I was called to jury duty this week in the Circuit Court of the City of St. Louis. This happens every 2 years for me; this was my fifth or sixth time. Although I’ve sat through voir dire several times, I’ve never been chosen. This probably has to do with the fact that I’m a lawyer. Today’s case was a criminal case, and I come with special baggage, since I was a prosecutor for the state of Missouri for four years, after working for the state juvenile court two years before that. This is the kind of background a defense attorney would rather not deal with, so I was not chosen to hear the case.
In today’s proceeding, the defendant was charged with the sexual assault of several teenage girls, while using a gun.

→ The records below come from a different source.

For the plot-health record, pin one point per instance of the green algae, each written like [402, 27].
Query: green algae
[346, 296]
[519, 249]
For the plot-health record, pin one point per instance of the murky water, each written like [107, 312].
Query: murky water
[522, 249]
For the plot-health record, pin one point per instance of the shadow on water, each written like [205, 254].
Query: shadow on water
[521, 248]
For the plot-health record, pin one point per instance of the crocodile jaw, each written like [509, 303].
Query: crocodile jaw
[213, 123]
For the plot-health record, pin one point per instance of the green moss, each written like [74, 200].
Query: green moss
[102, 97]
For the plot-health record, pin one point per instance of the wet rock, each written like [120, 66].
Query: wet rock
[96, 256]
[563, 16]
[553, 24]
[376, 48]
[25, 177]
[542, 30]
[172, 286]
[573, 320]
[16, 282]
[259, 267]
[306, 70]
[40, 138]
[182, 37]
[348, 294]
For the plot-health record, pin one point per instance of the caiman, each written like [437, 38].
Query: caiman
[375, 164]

These were very serious charges, indeed.
The reason I’m writing this post is that I was overwhelmed with the amount of serious crime that has touched the lives of the 75 people on the jury panel. Ubiquitous crime appears to be the new normal.
We were only asked about two types of crimes, gun violence and sexual offenses, but it seemed as though most of the prospective jurors were victims or at least their close friends and families were victims of these types of crimes. About 20 jurors discussed their encounters with sexual predators. About half of the 20 approached the judge to discuss their experiences in private—you could tell from their faces that these were, and still are, emotionally wrenching experiences. Many of the jurors openly discussed their experiences in front of the full courtroom. The victims includes young and old, men and women. Two men on the panel stated that when they were children they had been sexually violated by babysitters. Several of the jurors had difficulty speaking of the incidents, because they were overcome by emotion. More than a few prospective jurors stated that they would be unable to sit in judgment of today’s defendant because of the continuing emotional impact based on their own history.
Then the topic turned to gun violence. More than half of the 75 prospective jurors spoke up. Many of them, like me, had a close family member or friend who was robbed at gunpoint. Probably 10 of them mentioned that their family member or friend was actually shot as part of the robbery. Several of the jurors themselves were shot. More than a few of the prospective jurors were personally robbed at gun point. Many of the jurors mentioned other serious crimes too. I mentioned that in 1988 I walked into my own home while a burglary was in progress. Crime involving guns affect prospective jurors of many professions, including health care workers, police officers, teachers and social workers.
Then the topic turned to whether one’s family members had been accused of serious crimes, and the answer was repeatedly yes. Approximately six of the jurors related that their own siblings or children were accused, convicted and often still serving time for serious time.
We were called to court today because one man was accused of serious crimes. I left feeling like society at large was on trial.